I first remember seeing "Top Cat" when it was part of NBC's Saturday morning lineup in the late 60's (I was born on April 29, 1962, when the show was halfway through its first - and only - prime-time season on ABC).
Whoever said, "You don't really appreciate something until after it's gone," was right - once "Top Cat" left NBC in 1969, all I had were comic books of the show to enjoy, as well as a coloring book of when T.C. and the gang went to the local zoo. When "T.C." was first syndicated in 1969, no stations here in Detroit (or around Lansing, Michigan, where I moved to in 1971 and lived until 1978) decided to purchase the reruns and show them (apparently the program directors of said stations didn't know a good cartoon series when they saw one); until 1996, when Cartoon Network reran "T.C." for the first time in ages, it would be a miracle (such as when I visited my relatives near Pittsburgh or my grandparents in California) before I ever saw any episodes of the show again.

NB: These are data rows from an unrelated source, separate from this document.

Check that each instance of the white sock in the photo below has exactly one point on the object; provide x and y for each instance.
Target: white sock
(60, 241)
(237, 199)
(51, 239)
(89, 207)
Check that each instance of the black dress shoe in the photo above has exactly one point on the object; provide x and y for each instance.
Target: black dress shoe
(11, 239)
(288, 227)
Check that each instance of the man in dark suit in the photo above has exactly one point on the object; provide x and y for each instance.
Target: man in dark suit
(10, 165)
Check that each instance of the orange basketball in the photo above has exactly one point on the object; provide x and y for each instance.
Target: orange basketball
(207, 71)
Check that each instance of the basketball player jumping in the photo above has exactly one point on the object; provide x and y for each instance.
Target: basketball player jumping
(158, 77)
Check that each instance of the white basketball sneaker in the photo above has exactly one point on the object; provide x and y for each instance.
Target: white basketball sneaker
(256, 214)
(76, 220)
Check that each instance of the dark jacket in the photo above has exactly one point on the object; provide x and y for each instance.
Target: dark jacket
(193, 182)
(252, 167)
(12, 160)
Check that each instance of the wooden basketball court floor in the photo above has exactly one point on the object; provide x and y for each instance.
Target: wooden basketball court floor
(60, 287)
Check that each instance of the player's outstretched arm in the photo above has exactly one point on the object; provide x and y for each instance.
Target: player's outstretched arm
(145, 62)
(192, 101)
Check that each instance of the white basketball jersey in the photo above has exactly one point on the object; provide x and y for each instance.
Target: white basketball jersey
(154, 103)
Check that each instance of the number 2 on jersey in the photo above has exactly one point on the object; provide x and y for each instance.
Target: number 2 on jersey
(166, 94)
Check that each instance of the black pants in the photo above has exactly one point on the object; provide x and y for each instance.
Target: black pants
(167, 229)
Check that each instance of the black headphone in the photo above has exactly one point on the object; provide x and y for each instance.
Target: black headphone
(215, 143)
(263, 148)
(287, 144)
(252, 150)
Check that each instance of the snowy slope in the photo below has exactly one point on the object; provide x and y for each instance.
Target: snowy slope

About two weeks ago (January 14), I FINALLY purchased the entire 30-episode DVD box set of "Top Cat." It was such a treat to see all the episodes again, as well as the shorts with the actors who voiced the characters (my favorite "Top Cat" episodes have to be "All That Jazz," about the "diamond mine in Diambodi," and "The Golden Fleecing," about the female cat Honeydew Melon). And the best part is: Now I DON'T have to wait until if and when Boomerang decides to rerun "T.C." in the future; I can watch the show again any time I want!
(I also recently tracked down a copy of the 1962 TV soundtrack album on vinyl, so now I have another "T.C." collectible to enjoy. I hope to have one of my friends dub it onto a CD for me.)
So thanks, Warner Home Video, for helping revive an old, enjoyable childhood memory. It was certainly $45 well spent! (Now would you PLEASE see about putting another one of my all-time favorite, and seldom-seen, Hanna-Barbera cartoon series, "The Roman Holidays," on DVD soon? I know that would also be worth paying good money for!)